MBABANE, Mar 3 2008 (IPS) - Climate change appears to have permanently altered certain areas of east and southern Swaziland, where good harvests have not been achieved for over a decade. Agriculture officials and non-governmental organisations (NGOs) now question whether these areas can still support communities.

"Before donor fatigue sets in, we have no choice but to confront the obvious. Otherwise we can be accused of turning a blind eye," said Charles Ndwandwe, an agriculture extension officer in the eastern Lubombo region, which has never fully recovered from a drought that devastated the country in 1992.

Climate conditions have also been difficult over recent months. IPS has ascertained that summer rains failed to materialise in Lavumisa, in the eastern Lubombo.

This has taken a severe toll on harvests of maize, the staple food of Swaziland. Maize that was planted in the spring months of November and December is now largely desiccated due to lack of rainfall (the last measurable rains in the region are said to have fallen on Dec. 27).

To make matters worse, a heat wave struck Lubombo last month, prompting the National Emergency Relief Council to express concern about the situation there.

Such difficulties, coupled with the country&#39s small population and the availability of other land, have prompted suggestions that Swazis might be relocated in response to persistent drought.


"There are unused government farms in agriculturally viable parts of the country. Why not relocate families who cannot scratch out an existence in Lavumisa and depend on food aid year after year? Food aid should not be a lifestyle. People become dependent," said Walker Nkambule, a businessman from Manzini, the commercial hub of the country.

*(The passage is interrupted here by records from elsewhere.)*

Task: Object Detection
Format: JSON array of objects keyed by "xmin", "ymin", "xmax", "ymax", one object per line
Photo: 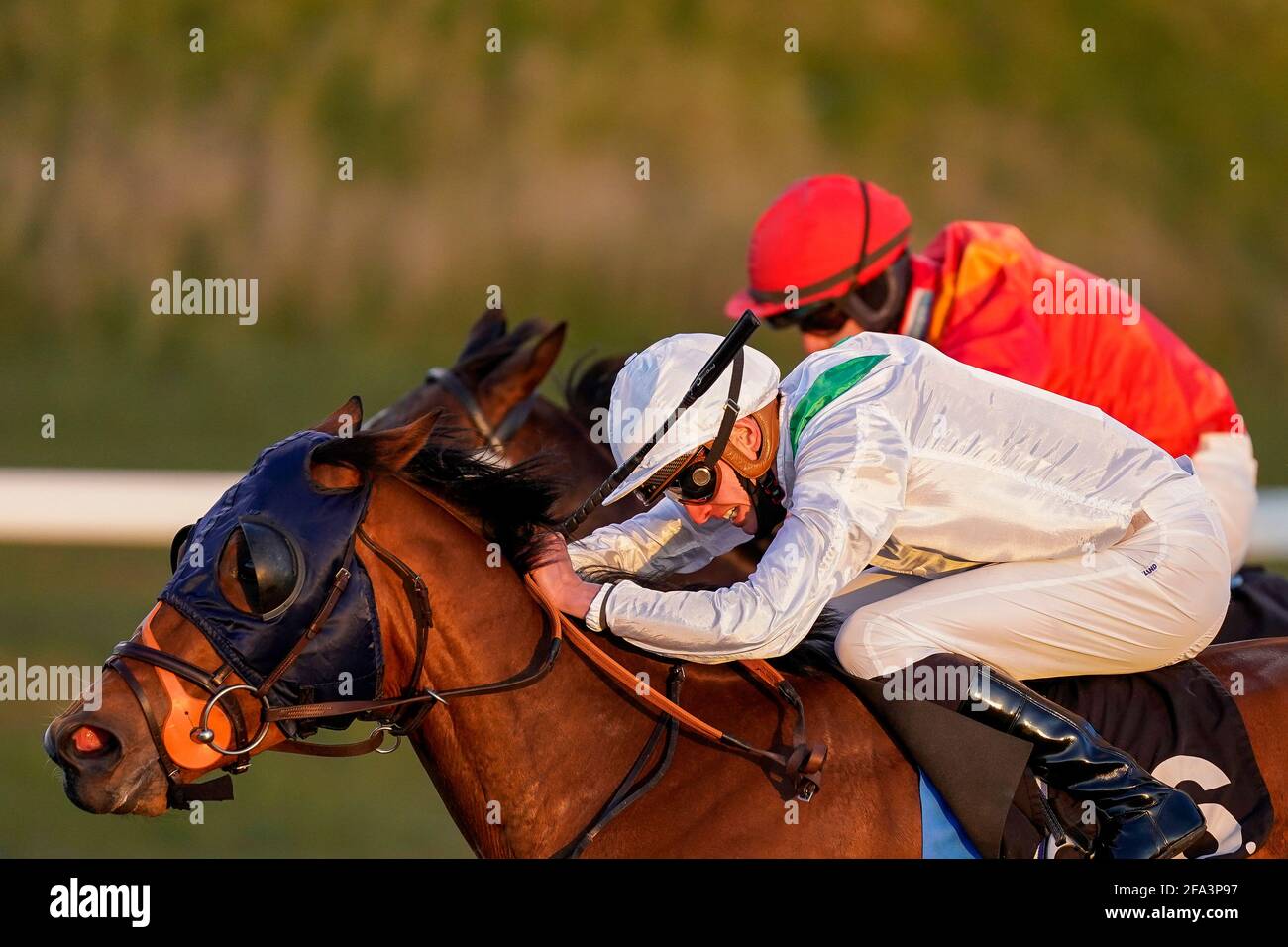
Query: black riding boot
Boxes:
[
  {"xmin": 888, "ymin": 655, "xmax": 1206, "ymax": 858},
  {"xmin": 958, "ymin": 665, "xmax": 1206, "ymax": 858}
]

Currently there are state farms lying idle that government economic planners intend incorporating into large-scale agriculture projects when funding becomes available. They reject proposals to convert the land into small subsistence farms, claiming this would not be economically viable.

"Subsistence farming is very traditional but it only supplements family income from other sources. Nobody can live on it anymore," said Ndwandwe.

At present, 80 percent of the population resides on small farms located on communal land that is overseen by chiefs. Government would like to see farmers combine their fields into larger co-operative ventures.

Christopher Fakudze, an economist who works with the Ministry of Natural Resources to develop water needs projections and water resource management, disagrees with the proposal to abandon drought prone areas. "Swaziland is geographically a small place, and there is no reason why we cannot pipe water to where it is needed."

The large scale projects required to pipe in water would be very expensive, however.

Amidst widespread poverty, few people can afford to move away from inhospitable land of their own accord. According to the 2007/2008 United Nations Human Development Report, 47.7 percent of people in Swaziland live on less than a dollar a day – and 77.8 percent on less than two dollars a day.

These figures reflect the widespread joblessness in this Southern African nation; 2007 statistics from the United Nations Food and Agriculture Organisation put unemployment in Swaziland at up to 40 percent, a figure that includes people who are too discouraged to seek work.

Mphilo Dube, a 20-year-old resident of Lavumisa, spent three months trying to find work at the Matsapha Industrial Estate, where the country&#39s few factories are concentrated, in central Swaziland. "I gave up when I got tired of going hungry. At least here I am with my family," Dube said.

Poverty and climatic hardship elicit a stoic response from many Swazis.

"There is a reason that Swaziland is a stable country despite its humanitarian crisis. The people are conservative. They prefer hardship to the unknown that change brings," said a political scientist at the University of Swaziland.

"This is why people stay in those dusty lifeless areas, and why government policy has been for poverty alleviation where people live, rather than relocation."